Wogaman 4 HP

Ohio-built Sure-Go is a Sure Thing

| January 2005

This 4 HP Wogaman engine was used on a local farm and was built in approximately 1906. It has a 5-inch bore and 6-inch stroke. The flywheels measure 24-by-2-3/8-inches. It is very unique in that it is made with only one casting, and the cylinder is not a through hole, causing machining problems.

About 26 years ago the farm changed ownership, and this engine was hauled to a local scrap yard along with other old iron that had accumulated on the farm. A friend of ours purchased the engine from the scrap yard, and then sold it to us a few years later.

Condition Assessment

The engine was in very rough condition from sitting out in the weather for so many years – we did a lot of grinding and filling on the cast parts.

The steel parts were badly rusted, and the long pivot arm was badly pitted. I lightly machined all surfaces to alleviate this problem. The valves were badly pitted and unusable, so I machined new ones, along with some of the linkage. I machined new bolts because I wanted them to remain the original 1/2-12 size, instead of the 1/2-13 size that's common today. The piston and cylinder were okay, so I just honed it out, cleaned the piston and installed new rings.

Engine Operation

This is a gearless engine. There is a brass ring on the crankshaft that has a double track that crosses in one spot. One side of the ring has a cam. A follower runs in the track and is attached to a long pivot arm. The follower crosses over to the opposite track on each revolution. The cam operates the exhaust valve. When the follower is on the cam, it acts on the pivot arm, which in turn pushes the exhaust push rod. The ignition is also controlled by this part. A flat tin piece inline with the cam is used for timing, and a piece on the cam strikes it, pushing it back against the rear contact screw, completing the ignition circuit and causing a spark.
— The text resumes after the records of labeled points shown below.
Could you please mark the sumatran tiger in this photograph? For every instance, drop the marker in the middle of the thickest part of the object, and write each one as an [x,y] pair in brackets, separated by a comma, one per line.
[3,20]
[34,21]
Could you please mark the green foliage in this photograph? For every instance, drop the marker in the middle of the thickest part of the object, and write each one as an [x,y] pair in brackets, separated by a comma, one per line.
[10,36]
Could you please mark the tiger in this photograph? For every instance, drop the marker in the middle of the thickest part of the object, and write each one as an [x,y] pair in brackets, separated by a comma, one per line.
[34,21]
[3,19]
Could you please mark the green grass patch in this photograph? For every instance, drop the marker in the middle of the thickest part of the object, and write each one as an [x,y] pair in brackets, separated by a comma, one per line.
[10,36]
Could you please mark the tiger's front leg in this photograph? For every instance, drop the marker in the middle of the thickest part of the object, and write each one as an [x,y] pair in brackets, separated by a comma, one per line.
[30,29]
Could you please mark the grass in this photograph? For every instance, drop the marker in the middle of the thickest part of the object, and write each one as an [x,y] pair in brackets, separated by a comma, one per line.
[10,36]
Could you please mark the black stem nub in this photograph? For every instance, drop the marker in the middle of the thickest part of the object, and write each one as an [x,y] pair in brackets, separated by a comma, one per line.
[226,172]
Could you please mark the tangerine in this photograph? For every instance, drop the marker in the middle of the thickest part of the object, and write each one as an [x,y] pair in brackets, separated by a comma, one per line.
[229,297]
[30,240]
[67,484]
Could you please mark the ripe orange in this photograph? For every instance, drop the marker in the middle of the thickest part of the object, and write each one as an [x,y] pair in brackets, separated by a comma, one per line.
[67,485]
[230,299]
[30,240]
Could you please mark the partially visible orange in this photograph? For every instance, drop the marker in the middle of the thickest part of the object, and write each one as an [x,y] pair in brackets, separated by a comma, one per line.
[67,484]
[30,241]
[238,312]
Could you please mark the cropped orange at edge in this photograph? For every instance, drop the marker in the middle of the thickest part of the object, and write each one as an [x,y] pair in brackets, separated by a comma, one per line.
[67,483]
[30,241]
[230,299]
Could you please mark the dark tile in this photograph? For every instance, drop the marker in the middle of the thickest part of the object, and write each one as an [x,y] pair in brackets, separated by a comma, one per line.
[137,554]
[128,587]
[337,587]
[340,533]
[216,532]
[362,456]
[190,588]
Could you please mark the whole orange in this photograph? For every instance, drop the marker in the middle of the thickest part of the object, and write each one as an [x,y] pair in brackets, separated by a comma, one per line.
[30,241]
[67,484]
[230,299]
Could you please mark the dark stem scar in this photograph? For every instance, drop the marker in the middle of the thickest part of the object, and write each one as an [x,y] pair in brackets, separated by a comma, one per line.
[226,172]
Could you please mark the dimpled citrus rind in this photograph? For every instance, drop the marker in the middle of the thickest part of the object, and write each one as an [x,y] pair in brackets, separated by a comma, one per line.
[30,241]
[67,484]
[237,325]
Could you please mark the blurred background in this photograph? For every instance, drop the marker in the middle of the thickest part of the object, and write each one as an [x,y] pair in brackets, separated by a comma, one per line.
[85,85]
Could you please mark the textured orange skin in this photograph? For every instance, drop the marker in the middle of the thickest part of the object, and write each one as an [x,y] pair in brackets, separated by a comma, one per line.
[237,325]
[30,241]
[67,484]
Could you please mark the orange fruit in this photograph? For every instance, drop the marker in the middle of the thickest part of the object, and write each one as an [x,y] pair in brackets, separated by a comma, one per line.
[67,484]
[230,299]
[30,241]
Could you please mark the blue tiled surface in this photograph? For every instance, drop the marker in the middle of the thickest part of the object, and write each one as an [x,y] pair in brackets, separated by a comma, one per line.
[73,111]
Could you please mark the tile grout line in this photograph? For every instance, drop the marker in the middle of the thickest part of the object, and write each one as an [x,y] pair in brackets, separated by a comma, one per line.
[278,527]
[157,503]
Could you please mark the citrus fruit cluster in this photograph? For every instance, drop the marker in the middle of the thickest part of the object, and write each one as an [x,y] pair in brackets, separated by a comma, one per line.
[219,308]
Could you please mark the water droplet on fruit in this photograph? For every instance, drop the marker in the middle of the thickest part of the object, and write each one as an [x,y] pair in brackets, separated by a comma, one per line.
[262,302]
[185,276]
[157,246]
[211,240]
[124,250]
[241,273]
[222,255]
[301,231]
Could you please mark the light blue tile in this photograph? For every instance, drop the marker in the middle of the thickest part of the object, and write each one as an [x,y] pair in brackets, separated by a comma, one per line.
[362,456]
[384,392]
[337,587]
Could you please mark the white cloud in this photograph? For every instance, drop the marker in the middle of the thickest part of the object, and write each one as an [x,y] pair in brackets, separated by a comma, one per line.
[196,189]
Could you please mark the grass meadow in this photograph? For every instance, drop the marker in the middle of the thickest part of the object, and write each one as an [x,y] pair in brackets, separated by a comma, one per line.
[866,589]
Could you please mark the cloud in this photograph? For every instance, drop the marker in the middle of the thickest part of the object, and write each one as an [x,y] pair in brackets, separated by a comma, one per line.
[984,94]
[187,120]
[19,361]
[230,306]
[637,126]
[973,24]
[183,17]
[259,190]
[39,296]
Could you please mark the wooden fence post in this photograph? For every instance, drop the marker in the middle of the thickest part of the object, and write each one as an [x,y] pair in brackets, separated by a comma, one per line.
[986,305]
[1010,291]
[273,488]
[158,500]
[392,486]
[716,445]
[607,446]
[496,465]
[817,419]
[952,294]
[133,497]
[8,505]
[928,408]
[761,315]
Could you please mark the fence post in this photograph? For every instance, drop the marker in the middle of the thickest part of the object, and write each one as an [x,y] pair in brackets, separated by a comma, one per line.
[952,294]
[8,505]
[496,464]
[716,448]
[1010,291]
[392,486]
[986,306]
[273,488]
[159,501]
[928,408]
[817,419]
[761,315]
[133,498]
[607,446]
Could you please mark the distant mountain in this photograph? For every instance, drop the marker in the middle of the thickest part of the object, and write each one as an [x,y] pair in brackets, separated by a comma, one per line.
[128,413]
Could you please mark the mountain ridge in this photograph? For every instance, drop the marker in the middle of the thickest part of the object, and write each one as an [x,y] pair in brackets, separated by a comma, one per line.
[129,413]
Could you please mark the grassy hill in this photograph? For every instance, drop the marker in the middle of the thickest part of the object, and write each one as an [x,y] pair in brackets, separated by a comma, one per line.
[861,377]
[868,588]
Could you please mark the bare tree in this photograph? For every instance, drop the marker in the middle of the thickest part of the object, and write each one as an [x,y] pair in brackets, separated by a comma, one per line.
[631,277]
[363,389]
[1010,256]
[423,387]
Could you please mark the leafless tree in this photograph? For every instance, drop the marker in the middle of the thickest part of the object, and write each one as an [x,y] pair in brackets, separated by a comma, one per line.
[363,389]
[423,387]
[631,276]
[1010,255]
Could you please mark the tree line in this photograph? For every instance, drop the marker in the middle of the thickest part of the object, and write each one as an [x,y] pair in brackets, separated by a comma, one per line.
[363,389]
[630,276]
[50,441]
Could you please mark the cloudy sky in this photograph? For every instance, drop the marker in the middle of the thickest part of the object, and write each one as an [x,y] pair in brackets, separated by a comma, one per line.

There is no fuel pump; this engine draws fuel by way of suction. The original fuel tank is located in the base. The bottom side of the mixer has a spring-loaded flap which creates suction as air is drawn in. A screw just above this flap adjusts the needle valve. This design was later changed, as it proved to be unreliable. Later models were equipped with a Lunkenheimer mixer and the fuel tank was installed above the cooling tank plumbing, directly above the cylinder.